Fest steht, dass die Sommerdepression nicht ignoriert werden darf: „Die Behandlung der Sommerdepression verläuft praktisch ident mit anderen depressiven Störungen“6, wie die an der Medizinischen Universität Graz tätige habilitierte Psychologin Nina Dalkner erklärt.

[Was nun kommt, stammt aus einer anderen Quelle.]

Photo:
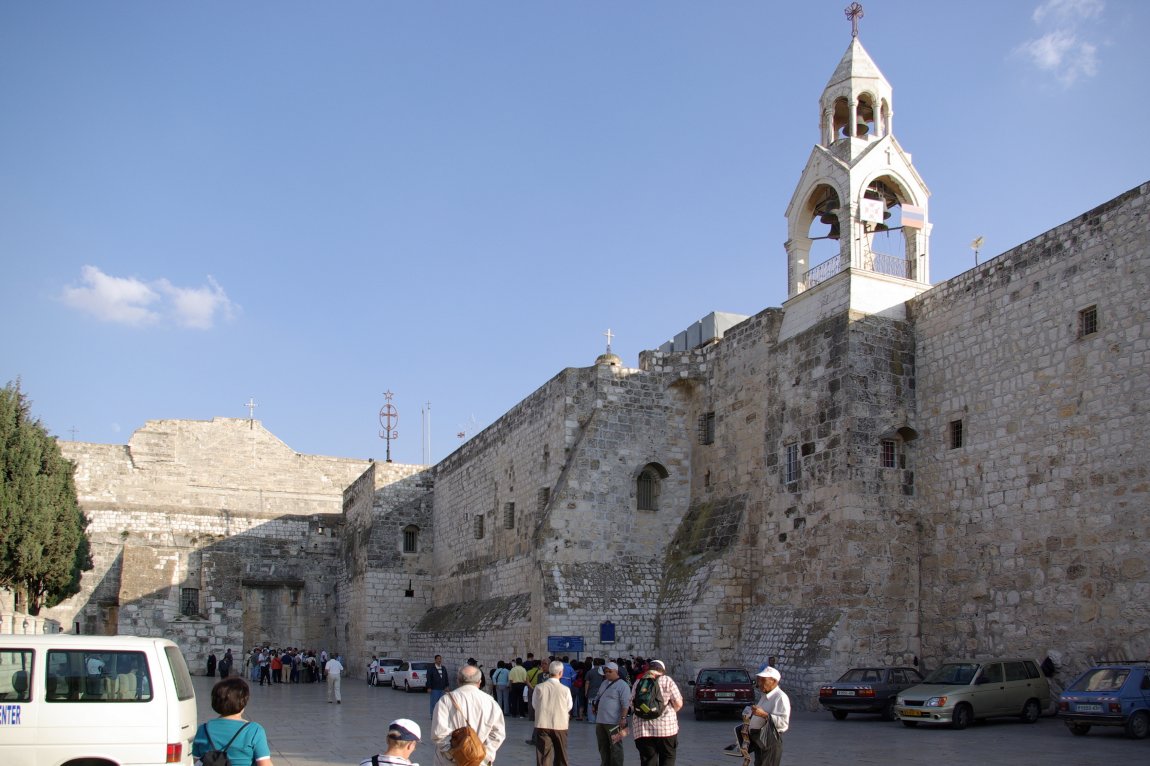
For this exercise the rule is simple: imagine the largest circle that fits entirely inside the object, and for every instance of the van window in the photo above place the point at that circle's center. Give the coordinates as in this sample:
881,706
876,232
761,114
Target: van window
1016,672
179,673
87,675
15,671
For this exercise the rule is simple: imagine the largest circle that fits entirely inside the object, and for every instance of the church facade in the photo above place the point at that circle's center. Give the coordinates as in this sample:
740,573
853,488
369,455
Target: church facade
880,470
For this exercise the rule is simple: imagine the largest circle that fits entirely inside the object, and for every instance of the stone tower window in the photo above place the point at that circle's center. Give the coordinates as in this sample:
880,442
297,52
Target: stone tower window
190,602
1088,321
792,469
707,428
411,538
646,487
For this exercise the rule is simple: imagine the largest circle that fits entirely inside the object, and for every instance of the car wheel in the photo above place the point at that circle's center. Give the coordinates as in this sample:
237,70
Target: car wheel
961,717
1139,726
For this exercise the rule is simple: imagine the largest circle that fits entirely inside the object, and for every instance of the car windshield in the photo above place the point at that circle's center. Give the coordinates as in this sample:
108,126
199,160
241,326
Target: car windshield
861,675
953,673
723,675
1103,679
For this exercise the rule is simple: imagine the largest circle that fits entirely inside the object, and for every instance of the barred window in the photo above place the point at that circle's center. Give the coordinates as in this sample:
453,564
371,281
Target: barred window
190,602
792,464
889,450
707,428
956,434
1088,321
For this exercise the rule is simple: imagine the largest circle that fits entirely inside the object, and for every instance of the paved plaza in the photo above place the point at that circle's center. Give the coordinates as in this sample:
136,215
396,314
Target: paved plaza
305,730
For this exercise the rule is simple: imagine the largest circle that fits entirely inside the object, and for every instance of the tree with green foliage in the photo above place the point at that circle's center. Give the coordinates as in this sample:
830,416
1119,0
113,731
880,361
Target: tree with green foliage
44,545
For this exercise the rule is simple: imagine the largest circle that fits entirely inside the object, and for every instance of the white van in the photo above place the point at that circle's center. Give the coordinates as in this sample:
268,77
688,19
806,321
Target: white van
94,701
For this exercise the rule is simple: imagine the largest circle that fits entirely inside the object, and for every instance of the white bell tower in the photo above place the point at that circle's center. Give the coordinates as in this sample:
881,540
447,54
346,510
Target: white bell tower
858,230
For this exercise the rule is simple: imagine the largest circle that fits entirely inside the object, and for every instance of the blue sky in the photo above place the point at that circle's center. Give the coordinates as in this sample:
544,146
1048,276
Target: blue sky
315,203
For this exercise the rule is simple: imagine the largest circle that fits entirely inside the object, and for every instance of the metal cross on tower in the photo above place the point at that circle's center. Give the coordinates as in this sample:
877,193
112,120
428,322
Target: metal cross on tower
855,13
389,416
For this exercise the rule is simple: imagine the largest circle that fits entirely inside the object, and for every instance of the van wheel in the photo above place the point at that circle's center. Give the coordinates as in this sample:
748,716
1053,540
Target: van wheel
961,717
1139,726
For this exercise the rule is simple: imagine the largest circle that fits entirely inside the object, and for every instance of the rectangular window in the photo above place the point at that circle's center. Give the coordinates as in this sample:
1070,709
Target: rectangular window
86,675
956,434
190,602
707,428
1088,321
889,453
792,465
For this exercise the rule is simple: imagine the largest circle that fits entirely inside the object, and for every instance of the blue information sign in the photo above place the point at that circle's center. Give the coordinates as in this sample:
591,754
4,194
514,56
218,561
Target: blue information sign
565,643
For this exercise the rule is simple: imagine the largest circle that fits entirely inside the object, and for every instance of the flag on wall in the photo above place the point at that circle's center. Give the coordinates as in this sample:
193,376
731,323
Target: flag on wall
913,216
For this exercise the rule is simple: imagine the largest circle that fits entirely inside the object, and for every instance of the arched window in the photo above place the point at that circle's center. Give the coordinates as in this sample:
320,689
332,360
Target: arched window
411,538
646,487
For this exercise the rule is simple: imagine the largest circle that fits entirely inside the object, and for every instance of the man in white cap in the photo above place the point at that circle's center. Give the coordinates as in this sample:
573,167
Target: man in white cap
772,712
403,735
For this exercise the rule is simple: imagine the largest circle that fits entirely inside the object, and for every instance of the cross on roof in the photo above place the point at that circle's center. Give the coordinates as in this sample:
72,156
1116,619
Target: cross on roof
855,13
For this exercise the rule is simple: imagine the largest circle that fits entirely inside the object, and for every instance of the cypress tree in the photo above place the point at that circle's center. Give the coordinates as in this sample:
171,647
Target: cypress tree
44,544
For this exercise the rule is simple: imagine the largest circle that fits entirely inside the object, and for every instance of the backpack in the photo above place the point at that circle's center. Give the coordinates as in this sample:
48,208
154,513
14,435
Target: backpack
648,702
213,757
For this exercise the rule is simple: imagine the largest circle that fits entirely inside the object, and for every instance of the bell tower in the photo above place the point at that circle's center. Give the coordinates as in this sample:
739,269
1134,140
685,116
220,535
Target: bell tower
857,226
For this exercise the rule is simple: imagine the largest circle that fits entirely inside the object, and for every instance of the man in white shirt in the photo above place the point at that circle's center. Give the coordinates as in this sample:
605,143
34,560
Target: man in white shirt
475,709
334,671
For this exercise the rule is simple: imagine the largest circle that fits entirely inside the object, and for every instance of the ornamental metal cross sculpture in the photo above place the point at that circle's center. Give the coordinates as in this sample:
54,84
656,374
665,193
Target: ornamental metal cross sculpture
855,13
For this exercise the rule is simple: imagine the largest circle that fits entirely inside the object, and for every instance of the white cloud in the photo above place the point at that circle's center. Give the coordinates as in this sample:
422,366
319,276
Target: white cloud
1065,50
132,301
1067,10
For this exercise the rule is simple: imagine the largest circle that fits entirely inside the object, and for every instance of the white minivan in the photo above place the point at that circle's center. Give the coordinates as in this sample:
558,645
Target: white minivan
112,701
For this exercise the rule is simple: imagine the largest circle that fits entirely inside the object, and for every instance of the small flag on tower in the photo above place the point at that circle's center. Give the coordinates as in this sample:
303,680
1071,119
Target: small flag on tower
872,209
913,216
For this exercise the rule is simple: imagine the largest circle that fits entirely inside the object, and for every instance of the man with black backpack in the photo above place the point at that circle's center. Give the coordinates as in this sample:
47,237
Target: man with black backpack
656,702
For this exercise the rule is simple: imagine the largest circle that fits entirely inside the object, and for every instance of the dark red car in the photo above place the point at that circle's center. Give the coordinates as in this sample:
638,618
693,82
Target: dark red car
721,689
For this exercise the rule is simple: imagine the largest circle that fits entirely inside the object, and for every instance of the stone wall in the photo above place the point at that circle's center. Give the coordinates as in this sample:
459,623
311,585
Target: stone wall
1034,529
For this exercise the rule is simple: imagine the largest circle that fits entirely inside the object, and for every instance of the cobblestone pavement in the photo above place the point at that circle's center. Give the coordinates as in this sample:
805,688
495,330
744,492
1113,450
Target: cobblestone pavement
305,730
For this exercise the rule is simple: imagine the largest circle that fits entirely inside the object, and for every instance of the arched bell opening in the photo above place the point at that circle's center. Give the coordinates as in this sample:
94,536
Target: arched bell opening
825,230
891,229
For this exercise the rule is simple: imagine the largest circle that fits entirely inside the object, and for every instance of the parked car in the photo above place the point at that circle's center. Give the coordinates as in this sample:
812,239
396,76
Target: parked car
867,690
1112,694
388,666
411,675
721,690
960,692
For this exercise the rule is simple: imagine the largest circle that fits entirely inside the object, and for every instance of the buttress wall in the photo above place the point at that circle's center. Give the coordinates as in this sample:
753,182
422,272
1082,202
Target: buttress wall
1033,373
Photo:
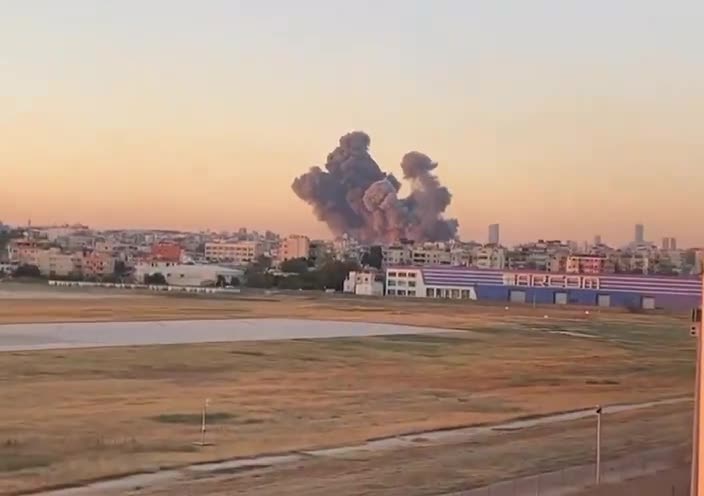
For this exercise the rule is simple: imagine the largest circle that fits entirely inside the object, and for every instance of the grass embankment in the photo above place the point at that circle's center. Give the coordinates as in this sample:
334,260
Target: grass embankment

Medikamente, welche die Stimmung heben – hier insbesondere Antidepressiva –, sowie eine psychologische Behandlung und Gesprächstherapien sollen dabei unterstützen, den Tag wieder besser zu strukturieren, dabei körperliche Aktivitäten zu integrieren und Unsicherheiten sowie Ängste rund um die Erkrankung abzubauen.7 Ziel ist es, „so wieder schöne und genussvolle Sommer erleben zu können“8, so Dalkner.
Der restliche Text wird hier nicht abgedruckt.